The problem is that H+ wrecks the meaning of life altogether. Super-longevity essentially argues that humanity’s existential problem is one of limit. H+ says we should be people without boundary, without restraint, without end. And, at this exact juncture, I get off the train. Limitation is not the evil that H+ thinks it is, but rather, it’s the very thing that makes community possible.
- In our mutual limitation, we recognize that our will (and power) are not to be unbounded, in any sense.
- In our mutual limitation, we have the capacity for empathy, surprise, and joy.
- In our mutual limitation, we are able to pursue justice rather than pursue our own ends.
- In our mutual limitation, we can take joy in a real Christian community that recognizes and values the weakest among us.
- In our mutual limitation, we are forced to recognize the greatest truth of our time: we are not God.
Life means something because death awaits us. Life means something infinitely greater because life awaits us after death, as well. All life is valuable because each breath is a gift. This is one of the central insights of Scripture: that life is valuable because it is God’s–not ours–and because of that designation, God pursues a course of salvation through Christ from the moment Adam eats the fruit. God chose redemption over his second option, annihilation. So great is the Father’s love for us (and our bodily life, I might add).

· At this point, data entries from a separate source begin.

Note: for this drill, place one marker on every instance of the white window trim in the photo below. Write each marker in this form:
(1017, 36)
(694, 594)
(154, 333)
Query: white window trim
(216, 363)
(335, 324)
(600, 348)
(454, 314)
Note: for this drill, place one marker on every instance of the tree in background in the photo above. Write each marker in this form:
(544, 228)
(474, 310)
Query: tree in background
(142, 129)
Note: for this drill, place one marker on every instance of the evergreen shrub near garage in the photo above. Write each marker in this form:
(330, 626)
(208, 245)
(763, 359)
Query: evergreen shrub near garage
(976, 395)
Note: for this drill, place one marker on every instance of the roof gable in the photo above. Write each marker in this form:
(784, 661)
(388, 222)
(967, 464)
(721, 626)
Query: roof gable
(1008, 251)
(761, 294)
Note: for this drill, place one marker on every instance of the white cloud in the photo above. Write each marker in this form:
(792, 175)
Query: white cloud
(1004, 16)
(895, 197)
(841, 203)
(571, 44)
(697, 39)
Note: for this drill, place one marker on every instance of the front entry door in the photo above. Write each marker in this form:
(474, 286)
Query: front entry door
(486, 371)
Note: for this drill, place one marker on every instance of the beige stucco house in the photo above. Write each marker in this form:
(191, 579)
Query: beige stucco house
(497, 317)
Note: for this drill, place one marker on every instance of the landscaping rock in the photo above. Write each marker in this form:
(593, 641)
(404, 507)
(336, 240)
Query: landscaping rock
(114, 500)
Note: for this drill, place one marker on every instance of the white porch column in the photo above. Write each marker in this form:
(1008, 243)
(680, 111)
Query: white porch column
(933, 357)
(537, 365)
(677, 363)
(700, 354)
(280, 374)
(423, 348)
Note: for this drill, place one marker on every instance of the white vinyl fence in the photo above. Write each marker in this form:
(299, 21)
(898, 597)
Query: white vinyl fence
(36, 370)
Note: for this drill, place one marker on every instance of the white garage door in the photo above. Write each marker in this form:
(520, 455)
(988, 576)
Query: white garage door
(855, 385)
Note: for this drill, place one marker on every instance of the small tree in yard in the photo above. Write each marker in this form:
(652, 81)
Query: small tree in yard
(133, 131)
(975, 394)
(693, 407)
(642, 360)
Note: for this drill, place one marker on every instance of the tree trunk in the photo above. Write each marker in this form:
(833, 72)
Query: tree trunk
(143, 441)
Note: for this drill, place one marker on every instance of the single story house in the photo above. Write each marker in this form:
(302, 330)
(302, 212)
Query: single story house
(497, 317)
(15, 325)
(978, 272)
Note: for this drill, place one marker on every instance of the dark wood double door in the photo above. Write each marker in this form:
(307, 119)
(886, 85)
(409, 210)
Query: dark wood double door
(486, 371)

When we use gift language, we are less likely to see life as something we can steal, something we can manipulate. Every breath becomes a living expression of God’s gifting; the life we have bears witness to God as Creator and Sustainer and therefore becomes a testimony to the life and act of God. Super-longevity seems to be a complex form of narcissism…where I become the master of my own universe.
For the Christian, escaping death does nothing to prevent the actual problem with human living—sin. For the Christian, the body is essential to who we are as creatures of the Creator. This fact is affirmed in Scripture over and over again, not only in the fact that Jesus came in the flesh (i.e., the Incarnation) but that his resurrection was also in the flesh. To create a life without the body is to necessarily destroy part of that which makes us human!

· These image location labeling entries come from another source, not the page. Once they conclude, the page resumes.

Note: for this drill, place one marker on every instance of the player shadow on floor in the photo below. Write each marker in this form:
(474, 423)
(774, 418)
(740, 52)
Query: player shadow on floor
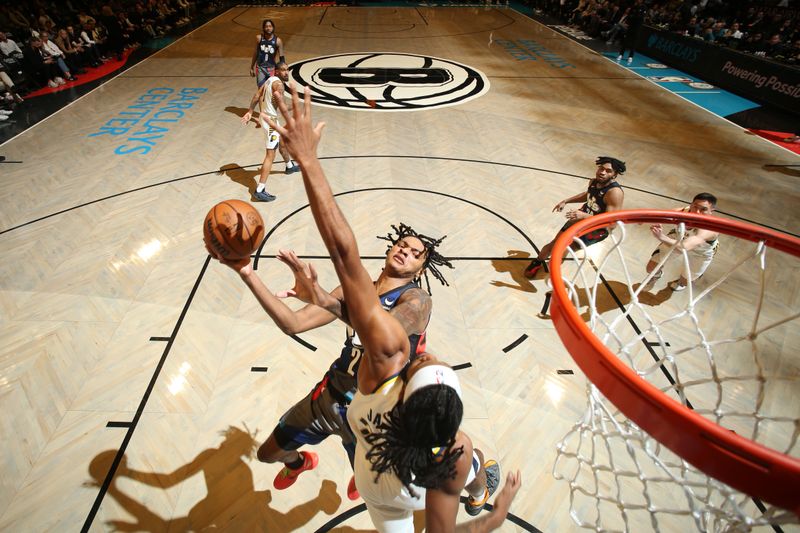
(514, 265)
(240, 111)
(789, 170)
(231, 502)
(242, 176)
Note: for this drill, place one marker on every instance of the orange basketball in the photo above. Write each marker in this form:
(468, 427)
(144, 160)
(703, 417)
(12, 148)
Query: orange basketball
(233, 229)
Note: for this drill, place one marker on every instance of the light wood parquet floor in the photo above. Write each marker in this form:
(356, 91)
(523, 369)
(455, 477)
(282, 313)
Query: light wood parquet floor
(117, 332)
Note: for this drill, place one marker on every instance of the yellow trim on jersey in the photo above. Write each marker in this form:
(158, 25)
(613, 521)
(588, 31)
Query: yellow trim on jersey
(390, 380)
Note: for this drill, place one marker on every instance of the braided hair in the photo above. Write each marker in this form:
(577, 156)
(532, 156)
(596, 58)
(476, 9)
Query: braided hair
(411, 432)
(433, 259)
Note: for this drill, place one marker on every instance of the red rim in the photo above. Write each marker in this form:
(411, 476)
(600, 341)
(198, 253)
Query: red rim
(735, 460)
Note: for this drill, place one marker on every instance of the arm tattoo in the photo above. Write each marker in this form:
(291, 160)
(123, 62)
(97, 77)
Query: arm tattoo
(413, 311)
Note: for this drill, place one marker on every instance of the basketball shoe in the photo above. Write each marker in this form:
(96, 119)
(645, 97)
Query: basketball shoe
(286, 477)
(492, 481)
(352, 491)
(263, 196)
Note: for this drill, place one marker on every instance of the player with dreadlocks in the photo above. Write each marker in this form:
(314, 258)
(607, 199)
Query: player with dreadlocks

Oh, yeah…and there’s other things to worry about with a technologically mediated eternal life. Geo-political problems abound. Developing countries are screwed. Permanent caste systems are entirely plausible, if not inevitable. We’ll never get rid of Donald Trump. Could you imagine his next tweet?

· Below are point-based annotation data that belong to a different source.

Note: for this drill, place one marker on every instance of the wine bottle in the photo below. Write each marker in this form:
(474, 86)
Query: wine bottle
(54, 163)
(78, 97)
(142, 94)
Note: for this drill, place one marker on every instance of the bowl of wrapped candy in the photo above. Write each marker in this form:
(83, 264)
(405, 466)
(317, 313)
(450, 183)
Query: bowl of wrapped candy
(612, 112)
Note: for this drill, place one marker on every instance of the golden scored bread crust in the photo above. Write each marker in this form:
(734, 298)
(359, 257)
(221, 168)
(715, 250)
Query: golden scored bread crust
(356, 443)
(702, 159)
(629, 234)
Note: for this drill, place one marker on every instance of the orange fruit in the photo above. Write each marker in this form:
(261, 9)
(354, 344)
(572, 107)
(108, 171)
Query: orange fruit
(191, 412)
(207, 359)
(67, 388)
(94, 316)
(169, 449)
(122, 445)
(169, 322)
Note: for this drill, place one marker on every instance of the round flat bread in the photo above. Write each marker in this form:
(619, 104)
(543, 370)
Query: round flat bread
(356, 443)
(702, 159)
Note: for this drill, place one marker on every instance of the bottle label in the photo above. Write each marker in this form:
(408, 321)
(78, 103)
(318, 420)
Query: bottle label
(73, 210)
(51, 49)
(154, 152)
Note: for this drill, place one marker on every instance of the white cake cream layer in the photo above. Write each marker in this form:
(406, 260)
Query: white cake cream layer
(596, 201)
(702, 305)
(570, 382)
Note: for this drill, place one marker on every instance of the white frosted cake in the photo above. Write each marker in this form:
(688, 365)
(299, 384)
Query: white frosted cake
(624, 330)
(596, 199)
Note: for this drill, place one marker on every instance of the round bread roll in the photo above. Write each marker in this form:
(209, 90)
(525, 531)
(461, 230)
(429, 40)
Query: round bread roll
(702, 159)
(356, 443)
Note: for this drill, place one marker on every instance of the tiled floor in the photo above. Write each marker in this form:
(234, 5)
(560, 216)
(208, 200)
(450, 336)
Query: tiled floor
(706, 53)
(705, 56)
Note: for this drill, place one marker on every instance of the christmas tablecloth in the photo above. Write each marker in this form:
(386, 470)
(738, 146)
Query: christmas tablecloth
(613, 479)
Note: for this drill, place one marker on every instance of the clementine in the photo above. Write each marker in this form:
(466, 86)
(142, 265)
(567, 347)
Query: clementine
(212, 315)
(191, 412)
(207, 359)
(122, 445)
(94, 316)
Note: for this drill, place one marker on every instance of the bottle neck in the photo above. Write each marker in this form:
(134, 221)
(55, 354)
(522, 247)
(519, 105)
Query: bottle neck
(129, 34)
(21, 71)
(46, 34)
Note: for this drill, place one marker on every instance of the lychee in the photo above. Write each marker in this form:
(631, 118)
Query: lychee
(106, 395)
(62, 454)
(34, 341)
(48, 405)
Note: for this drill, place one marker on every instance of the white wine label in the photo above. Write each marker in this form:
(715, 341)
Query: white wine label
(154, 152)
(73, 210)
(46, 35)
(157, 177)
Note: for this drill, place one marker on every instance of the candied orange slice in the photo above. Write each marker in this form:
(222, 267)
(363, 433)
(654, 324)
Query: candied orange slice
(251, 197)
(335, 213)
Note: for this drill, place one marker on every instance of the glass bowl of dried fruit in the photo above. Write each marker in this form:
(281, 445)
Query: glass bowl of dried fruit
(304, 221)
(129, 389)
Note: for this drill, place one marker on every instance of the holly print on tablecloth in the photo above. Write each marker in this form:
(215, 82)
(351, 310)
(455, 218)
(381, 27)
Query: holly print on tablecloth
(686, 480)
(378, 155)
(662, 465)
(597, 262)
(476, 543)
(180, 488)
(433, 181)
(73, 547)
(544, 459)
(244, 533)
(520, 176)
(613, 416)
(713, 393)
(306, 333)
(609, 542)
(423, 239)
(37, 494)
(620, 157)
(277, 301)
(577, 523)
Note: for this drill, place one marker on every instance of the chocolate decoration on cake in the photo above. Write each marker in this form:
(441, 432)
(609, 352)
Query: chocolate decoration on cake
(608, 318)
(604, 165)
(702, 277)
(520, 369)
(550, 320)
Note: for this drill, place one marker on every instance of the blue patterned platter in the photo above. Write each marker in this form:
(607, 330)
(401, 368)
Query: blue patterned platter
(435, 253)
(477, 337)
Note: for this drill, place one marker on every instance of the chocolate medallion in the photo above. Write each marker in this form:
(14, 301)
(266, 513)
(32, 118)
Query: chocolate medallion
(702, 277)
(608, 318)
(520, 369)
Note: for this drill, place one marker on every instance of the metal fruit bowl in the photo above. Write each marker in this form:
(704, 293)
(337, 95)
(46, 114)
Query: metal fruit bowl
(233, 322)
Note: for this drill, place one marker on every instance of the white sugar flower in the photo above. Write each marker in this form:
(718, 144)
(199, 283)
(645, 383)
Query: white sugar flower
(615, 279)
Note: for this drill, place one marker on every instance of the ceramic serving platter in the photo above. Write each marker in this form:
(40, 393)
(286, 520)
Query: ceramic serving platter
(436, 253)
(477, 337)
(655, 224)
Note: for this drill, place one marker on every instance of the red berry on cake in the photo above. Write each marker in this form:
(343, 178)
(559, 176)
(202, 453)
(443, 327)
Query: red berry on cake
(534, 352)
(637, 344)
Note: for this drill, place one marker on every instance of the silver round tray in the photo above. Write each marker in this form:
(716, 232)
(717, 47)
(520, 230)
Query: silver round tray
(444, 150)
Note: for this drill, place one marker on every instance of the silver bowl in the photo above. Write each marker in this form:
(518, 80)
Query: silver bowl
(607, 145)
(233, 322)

Jst uploaded myslf 2 ‘net. H+ now. #nevergonnabefirednow, #inyourcomputer
- @realDonaldTrump
Ultimately, the super-longevity component of H+ exists as a form of salvation. This makes any internal critique of the H+ movement subject (and rightly so) to intense scrutiny. In other words, futurist and technology guru Ray Kurzweil has dedicated his life to the coming of the technological Singularity and hope that humanity will transcend its finite condition into some form of eternal being. In the absence of any true salvation, this “eternal life” acts as his salvation and, therefore, must be protected and defended at all costs. No moral qualms can convince him to give up the pursuit of eternal life…he’s already totally invested in its success!
But what kind of life are we talking about?